Baseline and Objectives

Our work utilizes the Sign Language MNIST dataset from Kaggle, a common benchmark for static handshape recognition. The established baseline for this dataset is a custom Convolutional Neural Network (CNN) architecture (Sachinpatil1280) that reports a test accuracy of 97%.

Our objective was not merely to surpass this accuracy but to conduct a systematic analysis of transfer learning strategies, specifically focusing on the trade-offs between model complexity, computational cost (training time), and classification accuracy.


Methodology

Dataset and Pre-processing

We used the Sign Language MNIST dataset, which contains 27,455 training and 7,172 test images. Each is a 28x28 grayscale image representing one of 24 static letters of the ASL alphabet; ‘J’ and ‘Z’ are excluded as they require motion.

To improve generalization and mitigate overfitting, we applied a standardized data augmentation pipeline using tf.keras.preprocessing.image.ImageDataGenerator:

  • Rotation Range: 10 degrees
  • Zoom Range: 0.1
  • Width/Height Shift Range: 0.1
  • Shear Range: 0.1
  • Horizontal Flip: True

Model Architectures and Experiments

We designed a series of three experiments (Models A, B, and C) all based on the ResNet-50 architecture, pre-trained on ImageNet.

  • Model A (Complex Custom Head): Our initial approach involved appending a deep custom classification head to the ResNet-50 base, consisting of multiple fully-connected layers (512 neurons) and pooling layers. This was intended to maximize the feature extraction capabilities of the pre-trained base.
  • Model B (Standard Fine-Tuning): Based on the results of Model A, we shifted to a standard fine-tuning strategy.
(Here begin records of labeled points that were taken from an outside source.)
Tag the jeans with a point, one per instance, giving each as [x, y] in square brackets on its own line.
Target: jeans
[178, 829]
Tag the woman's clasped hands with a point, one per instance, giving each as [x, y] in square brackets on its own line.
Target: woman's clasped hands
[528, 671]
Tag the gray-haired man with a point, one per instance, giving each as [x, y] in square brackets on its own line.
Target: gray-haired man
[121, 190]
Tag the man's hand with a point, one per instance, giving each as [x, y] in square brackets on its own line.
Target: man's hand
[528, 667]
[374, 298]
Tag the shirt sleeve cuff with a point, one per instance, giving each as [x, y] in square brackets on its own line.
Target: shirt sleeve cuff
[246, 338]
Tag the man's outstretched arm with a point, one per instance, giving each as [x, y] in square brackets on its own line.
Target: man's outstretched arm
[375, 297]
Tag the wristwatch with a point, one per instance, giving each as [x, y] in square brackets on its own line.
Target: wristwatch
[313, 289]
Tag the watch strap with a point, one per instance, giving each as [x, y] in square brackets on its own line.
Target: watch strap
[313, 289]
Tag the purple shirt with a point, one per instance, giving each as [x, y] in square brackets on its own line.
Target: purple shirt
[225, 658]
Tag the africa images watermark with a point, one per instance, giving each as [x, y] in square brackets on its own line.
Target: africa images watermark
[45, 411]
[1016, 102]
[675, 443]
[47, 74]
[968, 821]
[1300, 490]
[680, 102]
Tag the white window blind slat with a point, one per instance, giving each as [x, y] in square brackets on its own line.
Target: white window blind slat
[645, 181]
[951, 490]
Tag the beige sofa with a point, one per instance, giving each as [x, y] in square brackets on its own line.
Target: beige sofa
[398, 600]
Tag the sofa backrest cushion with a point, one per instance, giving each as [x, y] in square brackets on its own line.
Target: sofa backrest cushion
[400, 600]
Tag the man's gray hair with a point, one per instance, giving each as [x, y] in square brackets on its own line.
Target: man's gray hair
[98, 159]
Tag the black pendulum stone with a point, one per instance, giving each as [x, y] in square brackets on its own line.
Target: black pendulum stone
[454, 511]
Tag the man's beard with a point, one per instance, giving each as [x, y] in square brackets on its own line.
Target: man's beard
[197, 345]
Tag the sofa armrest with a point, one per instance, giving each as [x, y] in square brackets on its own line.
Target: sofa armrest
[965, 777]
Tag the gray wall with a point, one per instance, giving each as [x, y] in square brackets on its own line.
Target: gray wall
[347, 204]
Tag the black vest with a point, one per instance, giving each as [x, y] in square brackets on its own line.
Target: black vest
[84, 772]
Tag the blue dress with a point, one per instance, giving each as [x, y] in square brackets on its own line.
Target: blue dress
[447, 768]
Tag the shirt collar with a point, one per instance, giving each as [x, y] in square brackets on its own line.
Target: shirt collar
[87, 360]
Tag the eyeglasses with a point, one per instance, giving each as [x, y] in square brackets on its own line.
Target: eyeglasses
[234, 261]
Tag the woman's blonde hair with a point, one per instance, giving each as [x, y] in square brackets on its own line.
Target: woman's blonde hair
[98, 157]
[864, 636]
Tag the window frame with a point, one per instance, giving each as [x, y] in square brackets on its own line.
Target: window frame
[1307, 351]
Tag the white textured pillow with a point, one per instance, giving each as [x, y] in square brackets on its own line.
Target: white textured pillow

We appended two 128-neuron dense layers. Training was conducted for 30 epochs: the first 10 with the ResNet-50 base frozen to train the new head, and the subsequent 20 with the base unfrozen for end-to-end fine-tuning. This model also used a doubled augmentation range to test robustness.
  • Model C (Efficiency-Focused): This model was designed to optimize both accuracy and computational efficiency. We simplified the architecture by:
    1. Reducing the head to a single 128-neuron dense layer.
    2. Reducing input data by modifying the ResNet-50 input layer to accept single-channel (grayscale) 28x28 images (padded to 32x32), rather than the standard 3-channel RGB input.
    3. Reverting to the original, smaller augmentation parameters.

Results and Discussion

Our experimental results show a clear progression, culminating in a highly accurate and efficient model.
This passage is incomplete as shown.